Antioxidant to Treat Diabetic WoundsDiabetic wounds are often slow to heal and require medical attention and monitoring. Crucial factors that affect the rate of healing in a diabetic’s fracture are blood glucose levels, poor circulation, diabetic neuropathy, immune system deficiency and infection. Diabetic patients often experience skin damage on their feet, which is called diabetic foot ulcer. Diabetic wounds are documented in clinics using advanced wound management software. According to a report from the American Diabetes Association, approximately 1.25 million American children and adults have type 1 diabetes and 1.4 million Americans are diagnosed with diabetes every year. A recent research report by the researchers at the Lomonosov Moscow State University found that mitochondria-targeted antioxidant SkQ1 can be used to treat diabetic wounds.

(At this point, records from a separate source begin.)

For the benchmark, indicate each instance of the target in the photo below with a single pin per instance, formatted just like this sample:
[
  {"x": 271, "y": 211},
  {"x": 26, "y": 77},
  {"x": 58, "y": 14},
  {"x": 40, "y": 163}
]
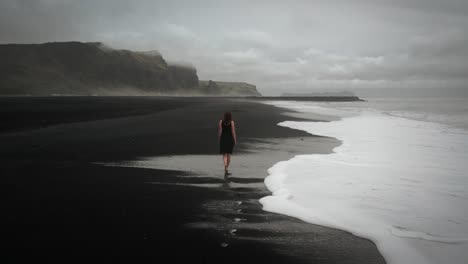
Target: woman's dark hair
[{"x": 227, "y": 117}]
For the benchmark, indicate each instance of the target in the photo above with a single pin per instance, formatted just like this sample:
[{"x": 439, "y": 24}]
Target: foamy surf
[{"x": 401, "y": 183}]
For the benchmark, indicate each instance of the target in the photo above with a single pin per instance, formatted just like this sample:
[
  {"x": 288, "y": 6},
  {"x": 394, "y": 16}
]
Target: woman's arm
[{"x": 233, "y": 130}]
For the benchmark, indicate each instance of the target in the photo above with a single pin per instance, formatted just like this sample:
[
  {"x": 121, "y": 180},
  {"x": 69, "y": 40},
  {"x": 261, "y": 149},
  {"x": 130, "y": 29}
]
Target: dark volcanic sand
[{"x": 61, "y": 207}]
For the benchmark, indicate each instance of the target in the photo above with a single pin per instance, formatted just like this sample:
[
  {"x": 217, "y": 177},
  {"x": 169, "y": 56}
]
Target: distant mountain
[
  {"x": 77, "y": 68},
  {"x": 228, "y": 88},
  {"x": 317, "y": 94}
]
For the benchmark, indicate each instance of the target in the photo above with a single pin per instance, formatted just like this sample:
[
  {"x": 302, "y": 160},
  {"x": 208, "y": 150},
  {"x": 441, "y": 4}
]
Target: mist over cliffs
[{"x": 76, "y": 68}]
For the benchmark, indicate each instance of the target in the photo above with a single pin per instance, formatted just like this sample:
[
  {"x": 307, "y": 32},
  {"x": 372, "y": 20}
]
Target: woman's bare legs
[
  {"x": 226, "y": 162},
  {"x": 229, "y": 159}
]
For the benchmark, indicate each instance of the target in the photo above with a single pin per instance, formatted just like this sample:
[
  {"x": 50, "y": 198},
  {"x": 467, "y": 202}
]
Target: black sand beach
[{"x": 61, "y": 205}]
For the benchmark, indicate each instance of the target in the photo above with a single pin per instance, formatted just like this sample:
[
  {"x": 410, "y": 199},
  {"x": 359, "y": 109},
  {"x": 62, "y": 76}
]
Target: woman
[{"x": 227, "y": 139}]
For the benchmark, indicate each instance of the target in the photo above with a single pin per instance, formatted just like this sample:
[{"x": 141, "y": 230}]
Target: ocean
[{"x": 399, "y": 178}]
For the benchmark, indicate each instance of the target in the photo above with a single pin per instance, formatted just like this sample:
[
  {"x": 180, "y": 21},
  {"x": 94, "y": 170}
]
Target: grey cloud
[{"x": 278, "y": 45}]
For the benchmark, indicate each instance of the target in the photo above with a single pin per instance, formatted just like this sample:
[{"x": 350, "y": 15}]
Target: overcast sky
[{"x": 281, "y": 46}]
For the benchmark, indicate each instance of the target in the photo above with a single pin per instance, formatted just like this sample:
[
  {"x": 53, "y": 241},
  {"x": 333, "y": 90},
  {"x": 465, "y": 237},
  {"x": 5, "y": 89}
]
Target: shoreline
[{"x": 75, "y": 193}]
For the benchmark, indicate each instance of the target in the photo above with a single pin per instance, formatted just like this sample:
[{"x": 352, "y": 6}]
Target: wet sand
[{"x": 63, "y": 205}]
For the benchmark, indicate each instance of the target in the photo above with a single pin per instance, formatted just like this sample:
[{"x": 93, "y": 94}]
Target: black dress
[{"x": 226, "y": 143}]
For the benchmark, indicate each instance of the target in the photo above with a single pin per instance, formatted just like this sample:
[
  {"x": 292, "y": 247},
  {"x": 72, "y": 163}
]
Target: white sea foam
[{"x": 399, "y": 182}]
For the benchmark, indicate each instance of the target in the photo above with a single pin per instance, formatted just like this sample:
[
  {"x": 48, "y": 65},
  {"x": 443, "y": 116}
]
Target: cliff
[
  {"x": 77, "y": 68},
  {"x": 228, "y": 88}
]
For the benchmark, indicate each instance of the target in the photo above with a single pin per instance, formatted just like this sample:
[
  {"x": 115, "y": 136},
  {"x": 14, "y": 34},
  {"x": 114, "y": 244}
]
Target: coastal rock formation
[
  {"x": 228, "y": 88},
  {"x": 77, "y": 68}
]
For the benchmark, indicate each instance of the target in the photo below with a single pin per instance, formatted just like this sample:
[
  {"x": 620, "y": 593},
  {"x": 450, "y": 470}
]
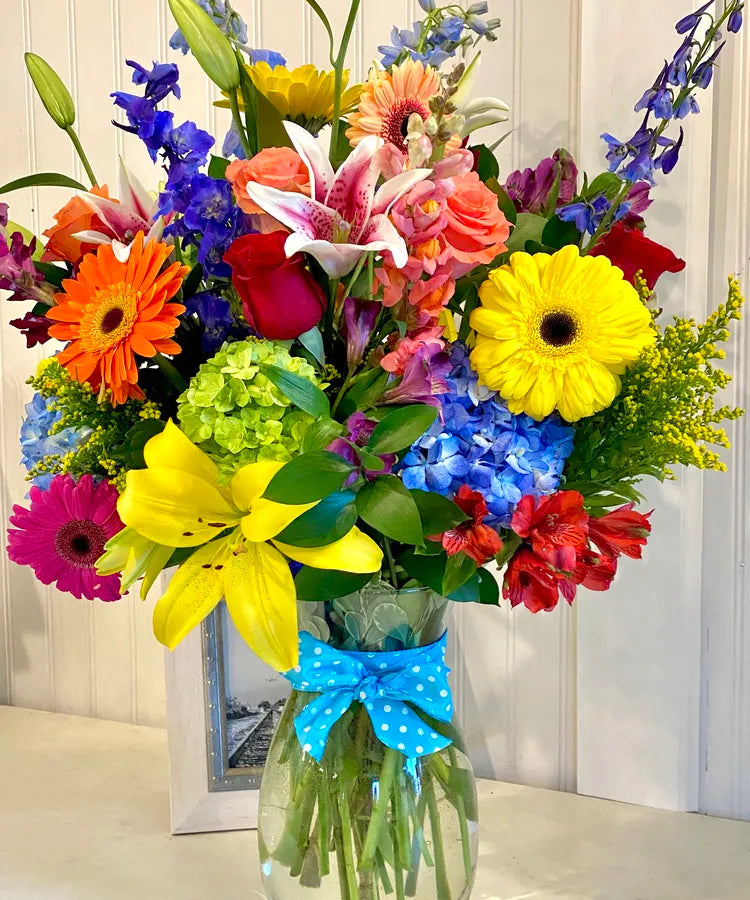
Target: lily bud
[
  {"x": 52, "y": 92},
  {"x": 207, "y": 43}
]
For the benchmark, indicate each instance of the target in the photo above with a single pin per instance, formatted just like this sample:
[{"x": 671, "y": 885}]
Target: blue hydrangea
[
  {"x": 37, "y": 442},
  {"x": 480, "y": 443}
]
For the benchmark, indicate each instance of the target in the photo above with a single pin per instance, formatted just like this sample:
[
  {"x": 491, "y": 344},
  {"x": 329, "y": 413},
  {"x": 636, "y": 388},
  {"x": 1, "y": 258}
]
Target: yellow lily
[{"x": 177, "y": 501}]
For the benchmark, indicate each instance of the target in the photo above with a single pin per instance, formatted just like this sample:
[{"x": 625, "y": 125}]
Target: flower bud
[
  {"x": 52, "y": 92},
  {"x": 208, "y": 44}
]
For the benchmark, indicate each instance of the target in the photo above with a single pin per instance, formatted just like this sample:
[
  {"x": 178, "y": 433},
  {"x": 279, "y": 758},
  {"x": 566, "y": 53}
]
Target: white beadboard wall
[{"x": 641, "y": 652}]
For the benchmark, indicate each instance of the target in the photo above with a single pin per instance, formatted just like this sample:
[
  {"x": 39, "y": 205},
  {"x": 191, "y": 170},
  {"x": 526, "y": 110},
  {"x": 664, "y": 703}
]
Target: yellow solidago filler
[
  {"x": 177, "y": 501},
  {"x": 665, "y": 414},
  {"x": 303, "y": 95},
  {"x": 556, "y": 332}
]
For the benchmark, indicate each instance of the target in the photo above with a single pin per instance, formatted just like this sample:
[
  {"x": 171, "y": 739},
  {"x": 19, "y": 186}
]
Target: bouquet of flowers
[{"x": 332, "y": 373}]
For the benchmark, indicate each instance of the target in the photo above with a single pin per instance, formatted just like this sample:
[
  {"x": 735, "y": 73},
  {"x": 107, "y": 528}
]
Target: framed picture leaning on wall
[{"x": 223, "y": 705}]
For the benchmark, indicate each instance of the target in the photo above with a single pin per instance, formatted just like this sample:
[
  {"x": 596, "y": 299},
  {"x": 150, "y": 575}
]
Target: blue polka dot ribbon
[{"x": 384, "y": 683}]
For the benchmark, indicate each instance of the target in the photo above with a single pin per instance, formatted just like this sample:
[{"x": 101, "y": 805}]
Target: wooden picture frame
[{"x": 207, "y": 792}]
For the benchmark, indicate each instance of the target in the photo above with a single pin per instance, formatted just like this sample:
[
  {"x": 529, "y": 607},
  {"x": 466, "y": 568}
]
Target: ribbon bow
[{"x": 381, "y": 682}]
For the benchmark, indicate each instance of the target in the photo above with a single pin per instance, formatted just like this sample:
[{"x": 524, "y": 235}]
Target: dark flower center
[
  {"x": 112, "y": 320},
  {"x": 558, "y": 329},
  {"x": 396, "y": 122},
  {"x": 80, "y": 543}
]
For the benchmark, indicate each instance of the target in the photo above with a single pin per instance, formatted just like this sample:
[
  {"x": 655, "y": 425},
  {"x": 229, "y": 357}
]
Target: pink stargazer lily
[
  {"x": 345, "y": 216},
  {"x": 124, "y": 219}
]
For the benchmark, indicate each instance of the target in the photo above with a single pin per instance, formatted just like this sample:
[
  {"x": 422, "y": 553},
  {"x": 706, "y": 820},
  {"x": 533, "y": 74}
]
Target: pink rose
[{"x": 279, "y": 167}]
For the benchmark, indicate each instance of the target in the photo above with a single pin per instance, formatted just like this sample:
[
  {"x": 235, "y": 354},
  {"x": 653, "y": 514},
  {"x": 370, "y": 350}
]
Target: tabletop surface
[{"x": 84, "y": 815}]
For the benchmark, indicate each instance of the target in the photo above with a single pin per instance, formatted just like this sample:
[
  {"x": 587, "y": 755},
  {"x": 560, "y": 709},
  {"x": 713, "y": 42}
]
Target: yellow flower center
[{"x": 111, "y": 318}]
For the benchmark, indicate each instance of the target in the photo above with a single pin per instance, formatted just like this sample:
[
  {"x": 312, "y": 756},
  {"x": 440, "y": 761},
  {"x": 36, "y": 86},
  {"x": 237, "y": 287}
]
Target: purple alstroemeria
[
  {"x": 345, "y": 217},
  {"x": 360, "y": 430},
  {"x": 360, "y": 317},
  {"x": 530, "y": 190},
  {"x": 424, "y": 378}
]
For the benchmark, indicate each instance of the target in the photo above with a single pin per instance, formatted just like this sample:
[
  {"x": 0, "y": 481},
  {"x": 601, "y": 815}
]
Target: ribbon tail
[
  {"x": 313, "y": 724},
  {"x": 397, "y": 726}
]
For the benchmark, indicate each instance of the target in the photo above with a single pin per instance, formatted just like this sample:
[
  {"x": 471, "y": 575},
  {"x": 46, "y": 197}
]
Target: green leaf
[
  {"x": 42, "y": 179},
  {"x": 52, "y": 274},
  {"x": 427, "y": 570},
  {"x": 364, "y": 393},
  {"x": 218, "y": 166},
  {"x": 511, "y": 543},
  {"x": 386, "y": 505},
  {"x": 312, "y": 341},
  {"x": 130, "y": 451},
  {"x": 318, "y": 585},
  {"x": 303, "y": 393},
  {"x": 607, "y": 184},
  {"x": 401, "y": 427},
  {"x": 325, "y": 523},
  {"x": 343, "y": 148},
  {"x": 438, "y": 513},
  {"x": 320, "y": 434},
  {"x": 489, "y": 589},
  {"x": 52, "y": 92},
  {"x": 208, "y": 44},
  {"x": 271, "y": 131},
  {"x": 309, "y": 477},
  {"x": 191, "y": 284},
  {"x": 507, "y": 206},
  {"x": 528, "y": 228},
  {"x": 458, "y": 570},
  {"x": 559, "y": 234},
  {"x": 487, "y": 165}
]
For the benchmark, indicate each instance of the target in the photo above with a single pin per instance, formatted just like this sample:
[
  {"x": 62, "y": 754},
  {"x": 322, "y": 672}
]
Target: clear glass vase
[{"x": 366, "y": 823}]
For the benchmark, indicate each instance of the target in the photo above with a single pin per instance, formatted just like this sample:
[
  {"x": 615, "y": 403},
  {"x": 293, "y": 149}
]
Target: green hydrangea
[{"x": 236, "y": 415}]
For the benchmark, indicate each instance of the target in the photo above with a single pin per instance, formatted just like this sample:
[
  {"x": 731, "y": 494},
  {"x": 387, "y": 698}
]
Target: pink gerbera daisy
[{"x": 63, "y": 534}]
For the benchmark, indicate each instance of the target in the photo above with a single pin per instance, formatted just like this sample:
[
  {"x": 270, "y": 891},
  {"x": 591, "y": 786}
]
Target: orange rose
[
  {"x": 74, "y": 217},
  {"x": 279, "y": 167},
  {"x": 477, "y": 229}
]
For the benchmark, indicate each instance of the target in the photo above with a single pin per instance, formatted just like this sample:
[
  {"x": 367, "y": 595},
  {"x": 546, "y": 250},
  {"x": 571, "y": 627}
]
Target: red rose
[
  {"x": 633, "y": 252},
  {"x": 280, "y": 298}
]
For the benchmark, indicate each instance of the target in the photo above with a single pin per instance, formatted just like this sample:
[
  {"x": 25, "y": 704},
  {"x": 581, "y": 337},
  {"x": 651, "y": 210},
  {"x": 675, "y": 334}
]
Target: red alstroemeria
[
  {"x": 531, "y": 581},
  {"x": 556, "y": 526},
  {"x": 474, "y": 538},
  {"x": 623, "y": 531},
  {"x": 633, "y": 252}
]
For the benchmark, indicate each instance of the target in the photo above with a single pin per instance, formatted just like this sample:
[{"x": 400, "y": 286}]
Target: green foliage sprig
[{"x": 665, "y": 414}]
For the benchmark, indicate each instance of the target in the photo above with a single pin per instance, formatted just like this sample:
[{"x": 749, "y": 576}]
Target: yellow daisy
[
  {"x": 303, "y": 95},
  {"x": 556, "y": 332}
]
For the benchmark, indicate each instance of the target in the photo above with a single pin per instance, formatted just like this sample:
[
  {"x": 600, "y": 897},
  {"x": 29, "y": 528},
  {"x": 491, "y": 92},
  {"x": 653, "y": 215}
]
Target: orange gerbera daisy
[
  {"x": 389, "y": 98},
  {"x": 113, "y": 310}
]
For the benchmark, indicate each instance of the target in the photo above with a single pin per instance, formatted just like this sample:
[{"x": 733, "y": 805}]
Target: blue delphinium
[
  {"x": 37, "y": 441},
  {"x": 210, "y": 220},
  {"x": 672, "y": 96},
  {"x": 439, "y": 35},
  {"x": 480, "y": 443}
]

The study published in the Oxidative Medicine and Cellular Longevity journal, tested the mitochondria-targeted antioxidant SkQ1 on a mouse model of diabetes mellitus type II.

It has been found that in these animals, SkQ1 significantly –

  • Enhanced wound healing
  • Improved wound epithelialization and granulation tissue formation
  • Stimulated vascularization thus restoring disturbed blood circulation

The team used a wide range of methods such as molecular biological techniques, and biochemical, immunological and histologic approaches. The experiments on cell cultures showed that SkQ1 improves nearly all the major steps of wound healing. It is also proven that reactive oxygen species produced in mitochondria play an important role in pathogenesis of diabetic wounds.

It was concluded that the study is both scientifically and practically promising. Further study is critical to investigate the exact role of mitochondria and mitochondrial reactive oxygen species in all cell types responsible for diabetic wound healing. Dr. Roman Zinovkin, a senior researcher at the A.N. Belozersky Institute of Physico-Chemical Biology, a unit of the Lomonosov Moscow State University says that, “We assume that the results, together with the data proving the safety of local use of SkQ1, may help to create an innovative pharmaceutical drug-namely, a wound-healing gel based on SkQ1 for diabetic wound treatment.”

The documentation of slow healing diabetic wounds should also contain parameters of wound healing such as wound localization, size of wound, degree of injury, infection, and wound morphology. Most wound care software for nurses also allows photographic documentation of wounds, which helps the physician to get a clear idea on the wound’s healing process.